C’est précisément cette coexistence qui rend la période si particulière. Dohnányi est simplement resté fidèle à son propre style. Sa Symphonie n° 2, écrite bien plus bien tard que la Première, comporte encore des réminiscences de cette période romantique tardive. En réalité, il est resté l’apôtre de cette tradition romantique toute sa vie. Donc, oui, d’une certaine manière sa musique est devenue obsolète, et c’est sans doute pour cela qu’il n’a pas obtenu la reconnaissance attendue. Même si elle était toujours très bien écrite, sa musique ne répondait pas à l’esprit du temps (Zeitgeist), forgé par la Seconde École de Vienne (Schoenberg, Berg Webern) ou par toutes les nouvelles expressions artistiques nées en France (l’impressionnisme, entre autres).
Comment pourriez-vous caractériser cette Symphonie ?
Du point de vue de l’orchestration, c’est déjà l’œuvre d’un virtuose. C’est une œuvre très éclectique, qui nous montre un jeune homme avide de tout intégrer, et de tout nous montrer. On pourrait la qualifier de Cinquième Symphonie de Brahms, ou de Dixième de Bruckner, car Dohnányi est allé plus loin dans les extrêmes, en termes d’orchestration, de longueur, de virtuosité, de complexité… Si on devait la définir en deux mots, je dirais de cette œuvre qu’elle est grandiose et éclectique.

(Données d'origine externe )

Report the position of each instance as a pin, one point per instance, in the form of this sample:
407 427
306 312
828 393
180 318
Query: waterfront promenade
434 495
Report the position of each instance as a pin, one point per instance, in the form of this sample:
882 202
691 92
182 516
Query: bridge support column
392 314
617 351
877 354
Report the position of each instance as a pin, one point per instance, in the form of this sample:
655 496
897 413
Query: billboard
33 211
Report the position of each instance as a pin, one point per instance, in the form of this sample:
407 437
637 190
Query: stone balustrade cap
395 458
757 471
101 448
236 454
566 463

Le premier mouvement démarre de façon très atmosphérique et installe le début d’une grande fresque, comme une saga, avec beaucoup de complexité. Le deuxième mouvement est un tour de force, le summum de l’art de combiner de multiples, thèmes, variations, couleurs, comme trois conversations qui seraient menées en parallèle mais avec une fantastique unité. C’est aussi un « huit aérien » émotionnel : on navigue entre un beau solo de cor anglais, des couleurs tziganes, de la souffrance et des « oui » à la vie… Le troisième mouvement est un scherzo un peu ironique, construit sur une apparente banalité (il ne comporte qu’une ou deux idées musicales), mais avec une grande virtuosité. Entre le troisième et le dernier mouvement, Dohnányi a ajouté un rayon de soleil au milieu de la tempête, avec un solo d’alto et une orchestration qui ne convoque que le quart de l’orchestre. C’est une respiration avant le dernier mouvement, très complexe, qui réunit de manière grandiose de nouvelles idées et la réexposition d’idées déjà entendues auparavant.
Peut-on attendre d’autres œuvres de Dohnányi à l’OPRL pour les saisons à venir ?
Oui ! Je pense que l’Orchestre et le public vont vraiment découvrir avec cette œuvre à quel point ce compositeur peut être intéressant. Nous avons le projet d’enregistrer l’intégrale symphonique : les deux Symphonies et d’autres œuvres de moindre envergure comme Ruralia hungarica, les Minutes symphoniques, des ouvertures, une suite… Cela représente trois ou quatre disques, que nous enregistrerons pour le label Alpha Classics.